A proposed $1M civil penalty against Colonial Pipeline for its procedural failures during a ransomware attack could indicate what’s in store for critical infrastructure operators who fail to keep employees up to date on how to react and respond when managing cyberattacks.

Colonial suffered a five-day ransomware attack by the Russian cybercrime group “DarkSide” that began on April 29, 2021. Colonial ultimately paid the hackers $4.4M to restore pipeline operations. On May 5, 2022, the U.S. Department of Transportation’s Pipeline and Hazardous Materials Safety Administration (PHMSA) cited Colonial for “failures to adequately plan and prepare for a manual restart and shutdown operation [that] contributed to the national impacts when the pipeline remained out of service after the May 2021 cyberattack.” PHMSA believes that Colonial did not “test and verify its internal communication plan to provide adequate means for manual operations of the pipeline.” PHMSA contends these failures led to the pipeline being shut down longer than was necessary, leading to shortages, higher than necessary fuel prices and gasoline hoarding in many parts of the country.
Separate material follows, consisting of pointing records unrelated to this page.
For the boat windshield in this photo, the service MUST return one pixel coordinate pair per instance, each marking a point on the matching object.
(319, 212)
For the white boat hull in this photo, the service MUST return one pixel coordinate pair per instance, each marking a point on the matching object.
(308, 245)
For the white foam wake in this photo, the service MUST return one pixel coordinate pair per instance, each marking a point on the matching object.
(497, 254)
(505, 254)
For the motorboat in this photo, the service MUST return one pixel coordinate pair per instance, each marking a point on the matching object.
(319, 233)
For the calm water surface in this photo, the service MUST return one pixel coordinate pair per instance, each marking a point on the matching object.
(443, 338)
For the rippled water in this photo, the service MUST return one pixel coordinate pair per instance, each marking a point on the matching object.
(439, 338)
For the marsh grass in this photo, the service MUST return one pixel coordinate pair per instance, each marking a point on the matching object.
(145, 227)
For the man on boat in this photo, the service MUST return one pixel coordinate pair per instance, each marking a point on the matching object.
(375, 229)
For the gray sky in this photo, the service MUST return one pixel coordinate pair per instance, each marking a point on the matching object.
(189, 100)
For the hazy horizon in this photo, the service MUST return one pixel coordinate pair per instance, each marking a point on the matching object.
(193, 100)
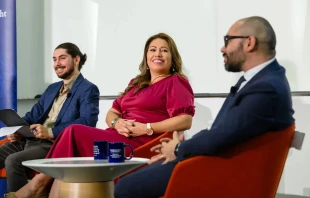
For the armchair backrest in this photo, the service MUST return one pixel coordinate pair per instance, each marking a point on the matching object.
(251, 169)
Colonial can contest the penalty, but the fine is yet another indication that the United States government is serious about ensuring that critical infrastructure operators do all they can to be able to respond to a crippling cyberattack. Moreover, the PHMSA decision follows closely in the wake of a recent Cyber and Infrastructure Security Agency (CISA) announcement that they are about to begin a public comment period on the recently-enacted cyberattack reporting rules legislation. During this comment period, CISA is seeking input from critical infrastructure operators on how to balance national security concerns with operators’ ability to prepare/respond/recover from a cyberattack.